# A photography web site with almost no photographs!



## amolitor (Jul 24, 2012)

I do a bit of photography, but my web site isn't about my photography. It's a blog.

It's not a blog about technical details. I don't review lenses, I don't talk about the resolution of the latest DSLR. I just don't care about those things. I also don't talk about how to promote your wedding photography business, or how to break in to magazines. I don't care, and I don't know, either.

This is a blog about photography as an art, about why photographs work and why the fail, about history and context, and about how photography fits into society. I write book reviews, from time to time. I have a mild obsession with the FSA/OWI archive and write up a few words on a photograph from it, from time to time.

If you're looking for tips on lighting, or how to do HDR, this isn't the blog for you.

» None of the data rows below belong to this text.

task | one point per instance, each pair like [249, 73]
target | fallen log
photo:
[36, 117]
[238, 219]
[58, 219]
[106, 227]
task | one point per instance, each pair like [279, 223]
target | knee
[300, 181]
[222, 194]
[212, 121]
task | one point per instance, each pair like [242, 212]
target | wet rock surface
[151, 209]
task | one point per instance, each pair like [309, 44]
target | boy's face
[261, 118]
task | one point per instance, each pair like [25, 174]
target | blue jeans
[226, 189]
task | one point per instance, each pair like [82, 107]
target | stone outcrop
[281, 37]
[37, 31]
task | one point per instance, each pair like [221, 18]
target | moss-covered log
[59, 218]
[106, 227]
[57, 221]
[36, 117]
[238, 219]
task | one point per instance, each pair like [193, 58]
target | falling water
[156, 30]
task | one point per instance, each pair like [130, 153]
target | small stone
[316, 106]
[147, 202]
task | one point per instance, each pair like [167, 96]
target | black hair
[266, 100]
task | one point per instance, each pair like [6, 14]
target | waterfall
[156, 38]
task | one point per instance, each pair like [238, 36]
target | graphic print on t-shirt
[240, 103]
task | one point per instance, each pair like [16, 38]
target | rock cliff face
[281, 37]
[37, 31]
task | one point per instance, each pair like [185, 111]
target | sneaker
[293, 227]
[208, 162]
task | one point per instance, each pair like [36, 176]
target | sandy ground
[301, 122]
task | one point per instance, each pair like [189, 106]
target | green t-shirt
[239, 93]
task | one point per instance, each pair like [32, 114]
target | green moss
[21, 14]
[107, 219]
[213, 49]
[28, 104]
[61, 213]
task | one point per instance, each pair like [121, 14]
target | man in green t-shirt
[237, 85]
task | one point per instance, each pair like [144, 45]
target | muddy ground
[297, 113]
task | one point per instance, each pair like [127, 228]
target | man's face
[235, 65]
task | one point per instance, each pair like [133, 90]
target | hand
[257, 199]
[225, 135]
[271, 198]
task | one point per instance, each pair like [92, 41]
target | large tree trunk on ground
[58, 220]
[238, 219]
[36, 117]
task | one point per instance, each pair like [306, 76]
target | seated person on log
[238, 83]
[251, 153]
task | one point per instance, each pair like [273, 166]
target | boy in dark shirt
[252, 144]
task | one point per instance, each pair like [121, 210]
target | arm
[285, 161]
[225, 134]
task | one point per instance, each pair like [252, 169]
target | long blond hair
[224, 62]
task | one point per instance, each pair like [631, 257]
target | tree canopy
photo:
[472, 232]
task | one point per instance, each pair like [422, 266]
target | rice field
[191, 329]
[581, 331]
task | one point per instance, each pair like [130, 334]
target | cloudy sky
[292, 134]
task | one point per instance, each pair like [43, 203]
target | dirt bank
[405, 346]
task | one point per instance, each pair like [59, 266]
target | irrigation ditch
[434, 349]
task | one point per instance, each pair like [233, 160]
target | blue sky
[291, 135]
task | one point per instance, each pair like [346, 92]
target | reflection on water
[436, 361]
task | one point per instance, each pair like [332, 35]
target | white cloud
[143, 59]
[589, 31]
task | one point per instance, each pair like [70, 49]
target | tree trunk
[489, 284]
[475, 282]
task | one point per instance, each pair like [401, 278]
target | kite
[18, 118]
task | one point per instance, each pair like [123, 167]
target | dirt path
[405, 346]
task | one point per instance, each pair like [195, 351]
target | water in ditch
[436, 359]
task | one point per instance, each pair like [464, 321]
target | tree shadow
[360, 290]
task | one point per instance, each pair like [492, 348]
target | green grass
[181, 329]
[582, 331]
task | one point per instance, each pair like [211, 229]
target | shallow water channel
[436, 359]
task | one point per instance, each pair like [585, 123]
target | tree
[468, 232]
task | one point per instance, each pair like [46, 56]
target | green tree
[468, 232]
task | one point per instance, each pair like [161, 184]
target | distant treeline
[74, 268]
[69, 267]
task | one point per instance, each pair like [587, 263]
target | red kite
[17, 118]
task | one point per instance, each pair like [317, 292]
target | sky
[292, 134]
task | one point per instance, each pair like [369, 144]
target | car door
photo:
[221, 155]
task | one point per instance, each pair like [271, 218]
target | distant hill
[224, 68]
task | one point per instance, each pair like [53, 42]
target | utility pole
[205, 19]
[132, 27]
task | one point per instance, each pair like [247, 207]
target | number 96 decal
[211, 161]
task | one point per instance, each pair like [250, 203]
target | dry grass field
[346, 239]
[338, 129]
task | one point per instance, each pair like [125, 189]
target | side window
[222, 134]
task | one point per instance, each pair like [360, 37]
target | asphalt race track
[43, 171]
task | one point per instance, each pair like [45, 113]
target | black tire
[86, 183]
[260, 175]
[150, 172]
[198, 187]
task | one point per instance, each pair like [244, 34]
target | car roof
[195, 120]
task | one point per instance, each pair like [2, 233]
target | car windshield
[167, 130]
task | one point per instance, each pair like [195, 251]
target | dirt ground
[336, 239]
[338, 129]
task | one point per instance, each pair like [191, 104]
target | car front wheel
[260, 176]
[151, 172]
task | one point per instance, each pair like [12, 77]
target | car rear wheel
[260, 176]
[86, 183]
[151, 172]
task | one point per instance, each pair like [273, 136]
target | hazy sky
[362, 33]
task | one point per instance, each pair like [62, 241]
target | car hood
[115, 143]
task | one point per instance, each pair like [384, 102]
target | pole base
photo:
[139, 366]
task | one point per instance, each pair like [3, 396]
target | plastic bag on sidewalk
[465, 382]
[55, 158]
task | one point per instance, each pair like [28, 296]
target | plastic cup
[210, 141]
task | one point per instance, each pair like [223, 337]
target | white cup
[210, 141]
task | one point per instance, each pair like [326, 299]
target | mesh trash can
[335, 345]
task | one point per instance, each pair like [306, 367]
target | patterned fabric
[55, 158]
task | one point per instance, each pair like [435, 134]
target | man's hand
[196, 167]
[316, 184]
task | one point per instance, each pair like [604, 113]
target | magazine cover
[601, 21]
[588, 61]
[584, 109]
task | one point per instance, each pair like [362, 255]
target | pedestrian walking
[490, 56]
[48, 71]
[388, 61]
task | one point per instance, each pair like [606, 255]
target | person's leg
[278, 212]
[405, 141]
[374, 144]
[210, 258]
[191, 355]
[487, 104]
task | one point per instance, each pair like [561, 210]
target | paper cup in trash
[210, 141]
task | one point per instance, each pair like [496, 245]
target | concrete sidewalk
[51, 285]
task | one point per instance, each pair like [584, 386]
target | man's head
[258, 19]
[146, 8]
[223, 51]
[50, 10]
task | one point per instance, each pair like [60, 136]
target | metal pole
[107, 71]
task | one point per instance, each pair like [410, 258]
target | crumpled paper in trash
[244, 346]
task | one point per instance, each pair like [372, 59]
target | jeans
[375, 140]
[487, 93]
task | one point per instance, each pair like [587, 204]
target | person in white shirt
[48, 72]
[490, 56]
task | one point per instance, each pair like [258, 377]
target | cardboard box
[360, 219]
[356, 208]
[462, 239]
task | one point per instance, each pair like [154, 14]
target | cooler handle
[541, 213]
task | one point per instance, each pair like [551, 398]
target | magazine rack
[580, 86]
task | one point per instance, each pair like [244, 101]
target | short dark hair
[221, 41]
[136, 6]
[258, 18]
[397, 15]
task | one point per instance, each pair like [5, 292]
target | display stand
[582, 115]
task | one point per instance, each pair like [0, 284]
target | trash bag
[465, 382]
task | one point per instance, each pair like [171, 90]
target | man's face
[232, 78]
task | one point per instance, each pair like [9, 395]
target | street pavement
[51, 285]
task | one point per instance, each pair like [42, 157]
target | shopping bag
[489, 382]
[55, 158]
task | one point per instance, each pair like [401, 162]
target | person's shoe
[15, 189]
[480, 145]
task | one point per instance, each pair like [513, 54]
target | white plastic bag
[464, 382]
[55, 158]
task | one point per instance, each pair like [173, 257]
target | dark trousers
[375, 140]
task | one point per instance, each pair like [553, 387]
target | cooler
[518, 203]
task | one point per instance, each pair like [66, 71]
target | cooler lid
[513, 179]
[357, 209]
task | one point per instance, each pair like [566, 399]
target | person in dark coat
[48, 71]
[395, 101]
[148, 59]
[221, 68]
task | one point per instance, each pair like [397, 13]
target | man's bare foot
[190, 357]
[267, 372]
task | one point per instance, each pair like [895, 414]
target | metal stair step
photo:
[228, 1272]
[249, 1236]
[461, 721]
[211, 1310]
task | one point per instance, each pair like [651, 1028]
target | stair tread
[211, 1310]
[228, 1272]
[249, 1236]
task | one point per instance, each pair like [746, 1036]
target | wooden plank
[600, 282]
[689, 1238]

If you're interested in what we are doing here, with our cameras, and why, and where we are going, maybe it is.

See my signature for the link.

Thanks!


----------



## Derrel (Jul 24, 2012)

Good post you have today about "the personal NOW". That is the kind of blog entry that I enjoy reading!

Photos and Stuff: Photographs and the Personal Now

Worth the time to stop by this one,people!


----------



## amolitor (Jul 24, 2012)

Thank you for your kind words, Derrel!


----------



## Derrel (Jul 24, 2012)

*BOOKMARKED*.

Photos and Stuff


----------